Approved change requests
Approved change requests are formal authorizations to implement specific changes to project baselines, plans, deliverables, or documents after evaluation by a defined change authority. They specify what will change, when it takes effect, and any conditions for implementation.
Key Points
- Approved change requests document authorized modifications and the decision that allowed them.
- They result from the project's change control process and are inputs to implementing and controlling work.
- Each approval should state scope of change, impacts, constraints, and effective date.
- Traceability is required from the original request through analysis, decision, implementation, and verification.
- They may trigger updates to baselines, plans, contracts, and configuration items.
- In adaptive approaches, approvals can be delegated (e.g., product owner), and prioritized backlog items serve as authorization within governance limits.
Purpose
To provide clear, auditable authorization to modify project work in a controlled manner. This artifact prevents scope creep, aligns stakeholders on what will change and why, and enables consistent implementation, monitoring, and verification.
Who Approves
- Change control board (CCB) for changes that affect baselines or major constraints, as defined in the change management plan.
- Project sponsor for strategic, funding, or scope decisions beyond the CCB's authority.
- Product owner in adaptive approaches for product backlog content and priority within agreed guardrails.
- Project manager for low-impact changes within documented tolerances and delegations.
- Functional managers or resource owners for staffing changes within their allocation authority.
- Procurement/contract authority for vendor-related changes requiring contract amendments.
How to Prepare
- Reference the original change request ID and link to the analysis and decision record (approver, date, outcome).
- Describe the approved change clearly: what is changing, why, scope boundaries, and conditions or constraints.

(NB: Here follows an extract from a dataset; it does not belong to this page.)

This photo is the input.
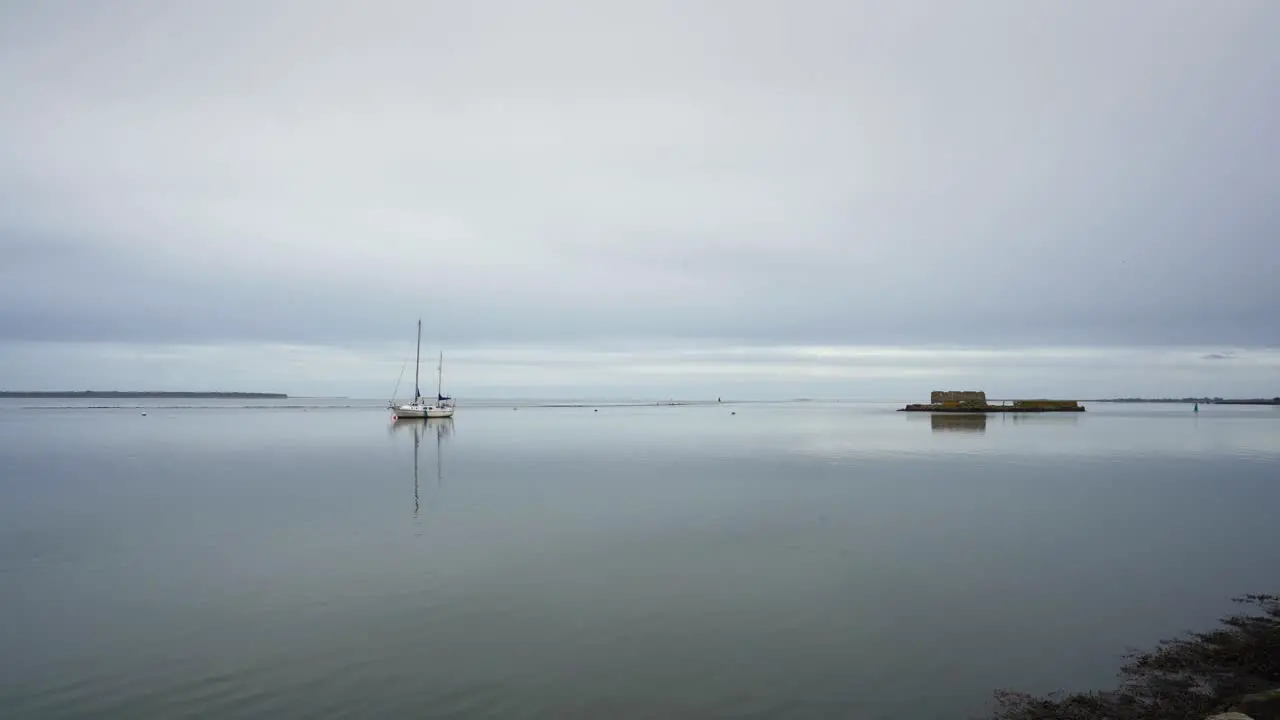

- Summarize impact analysis results across scope, schedule, cost, quality, risks, value, and stakeholder impact.
- List affected baselines, plans, documents, and configuration items, including new version identifiers.
- Define the implementation approach: tasks, owner, start date, dependencies, rollout steps, and rollback/contingency.
- Specify acceptance criteria, verification method, and how completion will be evidenced and closed in the log.
- Outline communication, training, and procurement actions (e.g., change orders) if applicable.
How to Use
- Update relevant baselines and management plans per the approval and configuration management rules.
- Create or update schedule activities or backlog items, assign owners, and integrate into current iteration or release as appropriate.
- Coordinate with vendors and issue contract change orders when required by procurement terms.
- Communicate the change to affected stakeholders and team members; maintain traceability in the change log.
- Monitor implementation through Direct and Manage Project Work and verify outcomes through quality control.
- Update risks, assumptions, and lessons learned; close the change in the log after verification.
Gate Checklist Example
- Approval recorded with authority, date, and any conditions or limits.
- Baseline and plan updates drafted, reviewed, and versioned in the configuration system.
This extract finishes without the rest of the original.